The yield curve is an interesting indicator of the bond market’s perspective of medium to long term growth expectation of the economy. Growth is inherently inflationary and leads to higher rates as there is more competition for capital as Central Banks raise rates. A flattening yield curve implies more trouble ahead for the economy, while an inverted yield curve signals a recession approaching.

Yield Curves

The 10-2 year yield curve climbed from a summer low of ~70 bps, rising to as high as 140 bps post election, but has retreated to a spread of 120 bps in spite of higher equity markets and improved expectation of Trump policy. Even more interestingly, the 30-5 year spread has continued to trend lower, seemingly unaffected by any election sentiment, approaching the re-test of relative lows reached in 2015.

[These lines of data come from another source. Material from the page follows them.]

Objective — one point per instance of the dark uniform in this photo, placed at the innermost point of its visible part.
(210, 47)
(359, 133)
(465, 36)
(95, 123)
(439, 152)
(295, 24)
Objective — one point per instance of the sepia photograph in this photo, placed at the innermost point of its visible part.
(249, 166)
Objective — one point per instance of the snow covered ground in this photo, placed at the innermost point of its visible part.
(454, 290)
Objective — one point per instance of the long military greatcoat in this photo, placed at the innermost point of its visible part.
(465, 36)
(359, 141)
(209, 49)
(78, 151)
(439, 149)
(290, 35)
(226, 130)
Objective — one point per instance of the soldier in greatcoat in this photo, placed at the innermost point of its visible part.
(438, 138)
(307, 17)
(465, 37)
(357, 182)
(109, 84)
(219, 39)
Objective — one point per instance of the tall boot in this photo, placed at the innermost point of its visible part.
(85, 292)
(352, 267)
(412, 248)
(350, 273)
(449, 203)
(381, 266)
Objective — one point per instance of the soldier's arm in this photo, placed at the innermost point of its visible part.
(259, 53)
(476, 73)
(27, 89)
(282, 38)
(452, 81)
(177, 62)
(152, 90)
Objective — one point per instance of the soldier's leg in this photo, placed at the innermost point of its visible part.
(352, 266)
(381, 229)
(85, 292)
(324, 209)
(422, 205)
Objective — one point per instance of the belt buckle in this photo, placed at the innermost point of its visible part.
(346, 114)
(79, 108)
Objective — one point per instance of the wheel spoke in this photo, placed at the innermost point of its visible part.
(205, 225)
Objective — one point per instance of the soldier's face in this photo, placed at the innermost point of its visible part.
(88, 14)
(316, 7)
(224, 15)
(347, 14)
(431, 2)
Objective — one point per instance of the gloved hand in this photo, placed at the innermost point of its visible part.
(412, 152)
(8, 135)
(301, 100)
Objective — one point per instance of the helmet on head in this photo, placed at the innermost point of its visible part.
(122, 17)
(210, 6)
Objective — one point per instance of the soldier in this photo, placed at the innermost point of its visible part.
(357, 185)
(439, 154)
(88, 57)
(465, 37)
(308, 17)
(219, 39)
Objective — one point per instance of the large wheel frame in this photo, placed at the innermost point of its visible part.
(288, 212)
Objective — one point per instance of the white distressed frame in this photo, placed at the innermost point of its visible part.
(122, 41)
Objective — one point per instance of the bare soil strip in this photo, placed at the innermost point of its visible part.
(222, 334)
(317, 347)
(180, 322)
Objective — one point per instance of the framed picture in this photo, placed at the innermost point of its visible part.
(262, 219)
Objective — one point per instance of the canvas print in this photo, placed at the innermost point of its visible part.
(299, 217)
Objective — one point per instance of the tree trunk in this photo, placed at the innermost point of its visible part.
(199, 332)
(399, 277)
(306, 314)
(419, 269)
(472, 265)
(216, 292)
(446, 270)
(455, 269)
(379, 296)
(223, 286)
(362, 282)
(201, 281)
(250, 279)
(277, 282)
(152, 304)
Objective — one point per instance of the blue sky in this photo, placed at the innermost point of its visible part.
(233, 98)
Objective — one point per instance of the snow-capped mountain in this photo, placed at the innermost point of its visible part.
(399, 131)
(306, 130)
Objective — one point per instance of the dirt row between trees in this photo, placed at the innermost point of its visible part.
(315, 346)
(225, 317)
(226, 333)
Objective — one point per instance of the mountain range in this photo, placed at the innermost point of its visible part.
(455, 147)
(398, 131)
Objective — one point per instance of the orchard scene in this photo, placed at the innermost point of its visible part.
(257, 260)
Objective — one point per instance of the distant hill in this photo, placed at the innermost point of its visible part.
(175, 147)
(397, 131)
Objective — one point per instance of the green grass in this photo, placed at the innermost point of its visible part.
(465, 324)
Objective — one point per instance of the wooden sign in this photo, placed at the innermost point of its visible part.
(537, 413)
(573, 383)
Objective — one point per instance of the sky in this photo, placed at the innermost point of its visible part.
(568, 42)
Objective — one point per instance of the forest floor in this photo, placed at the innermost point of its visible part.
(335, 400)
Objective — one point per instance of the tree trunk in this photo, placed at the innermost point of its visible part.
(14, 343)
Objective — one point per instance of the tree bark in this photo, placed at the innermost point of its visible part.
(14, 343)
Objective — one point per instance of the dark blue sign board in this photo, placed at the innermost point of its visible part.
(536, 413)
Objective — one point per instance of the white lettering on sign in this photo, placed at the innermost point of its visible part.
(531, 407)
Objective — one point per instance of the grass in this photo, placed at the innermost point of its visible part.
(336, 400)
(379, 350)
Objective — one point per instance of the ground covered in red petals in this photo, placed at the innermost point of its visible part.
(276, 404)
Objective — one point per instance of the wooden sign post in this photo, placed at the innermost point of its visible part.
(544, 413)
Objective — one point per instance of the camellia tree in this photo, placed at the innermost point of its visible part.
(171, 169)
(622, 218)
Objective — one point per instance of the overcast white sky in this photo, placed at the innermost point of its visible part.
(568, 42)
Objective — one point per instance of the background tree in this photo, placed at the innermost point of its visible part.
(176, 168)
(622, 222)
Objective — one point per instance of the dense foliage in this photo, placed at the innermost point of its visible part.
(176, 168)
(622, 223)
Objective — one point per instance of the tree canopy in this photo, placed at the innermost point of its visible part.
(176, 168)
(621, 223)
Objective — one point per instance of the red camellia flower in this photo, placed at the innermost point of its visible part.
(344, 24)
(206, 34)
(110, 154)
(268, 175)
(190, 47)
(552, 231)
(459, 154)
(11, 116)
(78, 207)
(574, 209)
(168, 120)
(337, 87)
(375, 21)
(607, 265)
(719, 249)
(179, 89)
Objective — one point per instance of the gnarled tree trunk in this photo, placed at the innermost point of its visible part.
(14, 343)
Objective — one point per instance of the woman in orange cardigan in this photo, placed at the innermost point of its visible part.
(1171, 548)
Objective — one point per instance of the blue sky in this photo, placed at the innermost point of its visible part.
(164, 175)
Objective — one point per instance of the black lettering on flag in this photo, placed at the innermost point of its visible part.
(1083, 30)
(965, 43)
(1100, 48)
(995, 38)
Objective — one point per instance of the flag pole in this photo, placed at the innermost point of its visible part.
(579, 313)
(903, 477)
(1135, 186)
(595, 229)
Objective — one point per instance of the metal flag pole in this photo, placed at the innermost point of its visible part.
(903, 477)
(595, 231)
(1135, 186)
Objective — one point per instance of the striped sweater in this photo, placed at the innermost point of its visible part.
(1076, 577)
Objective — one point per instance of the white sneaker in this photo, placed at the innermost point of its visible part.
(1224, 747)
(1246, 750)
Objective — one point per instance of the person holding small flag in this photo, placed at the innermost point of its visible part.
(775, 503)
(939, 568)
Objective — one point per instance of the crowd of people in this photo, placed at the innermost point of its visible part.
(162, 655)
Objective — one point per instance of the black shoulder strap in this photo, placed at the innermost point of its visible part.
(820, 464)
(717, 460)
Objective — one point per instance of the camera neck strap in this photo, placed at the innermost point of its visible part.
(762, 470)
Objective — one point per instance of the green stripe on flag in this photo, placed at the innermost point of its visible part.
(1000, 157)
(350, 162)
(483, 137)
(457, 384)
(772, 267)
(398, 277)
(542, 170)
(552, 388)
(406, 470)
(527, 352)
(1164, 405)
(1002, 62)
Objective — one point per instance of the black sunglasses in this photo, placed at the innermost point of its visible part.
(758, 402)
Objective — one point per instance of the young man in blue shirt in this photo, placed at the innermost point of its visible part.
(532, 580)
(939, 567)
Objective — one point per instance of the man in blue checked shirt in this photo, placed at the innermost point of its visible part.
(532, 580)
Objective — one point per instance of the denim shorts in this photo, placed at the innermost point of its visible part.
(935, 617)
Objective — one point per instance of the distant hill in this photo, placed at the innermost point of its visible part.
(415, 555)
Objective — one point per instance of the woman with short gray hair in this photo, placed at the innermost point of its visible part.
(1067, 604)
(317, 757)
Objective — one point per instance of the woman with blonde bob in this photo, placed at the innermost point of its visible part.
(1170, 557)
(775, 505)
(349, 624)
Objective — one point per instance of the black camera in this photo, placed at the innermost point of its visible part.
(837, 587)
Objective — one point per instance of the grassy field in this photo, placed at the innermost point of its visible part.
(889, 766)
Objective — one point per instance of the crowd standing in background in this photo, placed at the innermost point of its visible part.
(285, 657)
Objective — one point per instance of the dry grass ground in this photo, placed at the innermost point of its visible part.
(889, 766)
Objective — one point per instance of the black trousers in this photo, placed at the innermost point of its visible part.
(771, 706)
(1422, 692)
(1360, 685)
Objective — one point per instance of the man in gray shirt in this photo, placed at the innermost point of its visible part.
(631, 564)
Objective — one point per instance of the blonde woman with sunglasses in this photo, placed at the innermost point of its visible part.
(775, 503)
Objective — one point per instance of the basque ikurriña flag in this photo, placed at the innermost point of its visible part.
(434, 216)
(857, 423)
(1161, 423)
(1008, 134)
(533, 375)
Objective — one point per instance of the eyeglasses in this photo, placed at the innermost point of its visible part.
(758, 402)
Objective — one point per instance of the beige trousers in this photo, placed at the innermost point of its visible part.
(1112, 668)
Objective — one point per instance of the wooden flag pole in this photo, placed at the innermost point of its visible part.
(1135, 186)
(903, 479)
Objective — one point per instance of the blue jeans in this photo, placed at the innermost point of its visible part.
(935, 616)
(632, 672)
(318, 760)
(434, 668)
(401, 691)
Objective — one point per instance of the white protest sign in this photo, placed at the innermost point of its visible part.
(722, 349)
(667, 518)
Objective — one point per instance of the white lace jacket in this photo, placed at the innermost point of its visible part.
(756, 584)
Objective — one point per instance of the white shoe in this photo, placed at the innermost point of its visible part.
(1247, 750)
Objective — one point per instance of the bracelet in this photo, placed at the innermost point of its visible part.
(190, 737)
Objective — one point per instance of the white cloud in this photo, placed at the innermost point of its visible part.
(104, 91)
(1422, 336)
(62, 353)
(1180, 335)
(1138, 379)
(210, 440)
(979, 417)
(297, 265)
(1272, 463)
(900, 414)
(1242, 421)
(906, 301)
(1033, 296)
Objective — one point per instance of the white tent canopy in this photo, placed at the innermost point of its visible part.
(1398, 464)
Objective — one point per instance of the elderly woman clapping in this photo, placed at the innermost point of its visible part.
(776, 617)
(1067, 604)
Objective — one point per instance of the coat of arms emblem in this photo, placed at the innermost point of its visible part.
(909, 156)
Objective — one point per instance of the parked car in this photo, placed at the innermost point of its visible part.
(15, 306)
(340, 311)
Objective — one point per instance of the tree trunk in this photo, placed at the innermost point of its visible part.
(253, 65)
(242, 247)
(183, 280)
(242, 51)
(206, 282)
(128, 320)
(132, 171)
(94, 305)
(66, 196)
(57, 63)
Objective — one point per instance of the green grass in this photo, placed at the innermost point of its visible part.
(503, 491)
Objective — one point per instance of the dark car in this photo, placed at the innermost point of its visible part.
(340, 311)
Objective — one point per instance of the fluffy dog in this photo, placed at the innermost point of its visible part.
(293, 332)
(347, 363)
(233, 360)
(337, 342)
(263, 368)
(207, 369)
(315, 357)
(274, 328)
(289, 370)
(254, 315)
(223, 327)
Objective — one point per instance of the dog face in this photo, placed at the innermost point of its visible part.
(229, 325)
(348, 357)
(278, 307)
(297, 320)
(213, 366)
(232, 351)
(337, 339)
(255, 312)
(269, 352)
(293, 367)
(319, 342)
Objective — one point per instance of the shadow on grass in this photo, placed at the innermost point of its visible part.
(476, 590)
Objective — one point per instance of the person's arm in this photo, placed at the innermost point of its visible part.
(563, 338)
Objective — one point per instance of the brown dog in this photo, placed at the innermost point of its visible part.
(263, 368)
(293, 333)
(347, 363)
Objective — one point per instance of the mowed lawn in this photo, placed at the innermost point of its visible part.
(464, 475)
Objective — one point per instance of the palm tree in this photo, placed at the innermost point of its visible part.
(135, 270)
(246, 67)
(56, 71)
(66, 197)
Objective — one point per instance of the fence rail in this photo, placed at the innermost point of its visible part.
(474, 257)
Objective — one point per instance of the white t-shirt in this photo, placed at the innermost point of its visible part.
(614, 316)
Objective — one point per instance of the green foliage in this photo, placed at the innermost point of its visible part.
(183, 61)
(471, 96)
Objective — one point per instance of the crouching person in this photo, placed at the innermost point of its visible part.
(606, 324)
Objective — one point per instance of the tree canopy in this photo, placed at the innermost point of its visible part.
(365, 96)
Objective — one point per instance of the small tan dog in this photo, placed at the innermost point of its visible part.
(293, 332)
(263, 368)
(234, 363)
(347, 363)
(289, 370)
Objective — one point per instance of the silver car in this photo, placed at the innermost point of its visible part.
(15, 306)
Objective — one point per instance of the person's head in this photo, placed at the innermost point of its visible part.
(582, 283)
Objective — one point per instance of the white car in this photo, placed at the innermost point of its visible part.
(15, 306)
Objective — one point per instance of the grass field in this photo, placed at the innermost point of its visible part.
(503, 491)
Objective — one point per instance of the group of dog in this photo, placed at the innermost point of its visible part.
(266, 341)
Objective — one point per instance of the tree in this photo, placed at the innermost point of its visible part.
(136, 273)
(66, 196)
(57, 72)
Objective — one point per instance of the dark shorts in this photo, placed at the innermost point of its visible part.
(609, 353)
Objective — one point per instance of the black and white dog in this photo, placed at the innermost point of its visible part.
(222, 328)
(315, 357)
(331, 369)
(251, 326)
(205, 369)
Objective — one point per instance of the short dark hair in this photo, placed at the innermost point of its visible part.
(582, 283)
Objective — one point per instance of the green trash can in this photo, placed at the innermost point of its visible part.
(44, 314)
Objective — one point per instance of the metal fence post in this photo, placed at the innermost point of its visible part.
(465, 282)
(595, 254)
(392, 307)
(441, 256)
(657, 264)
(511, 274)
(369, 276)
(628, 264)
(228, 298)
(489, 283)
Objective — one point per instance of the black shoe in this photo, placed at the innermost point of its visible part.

The main driver behind these moves has been a more hawkish FED which has pushed up expectations of rate hikes. It looks like long-term bond investors have been fading these moves as bad for long-term growth, which I believe is correct.

The issues in the US economy are largely structural, due to global competitive pressures, technological innovation, demographics and weak productivity growth, which no amount of Trump policy will be able to correct.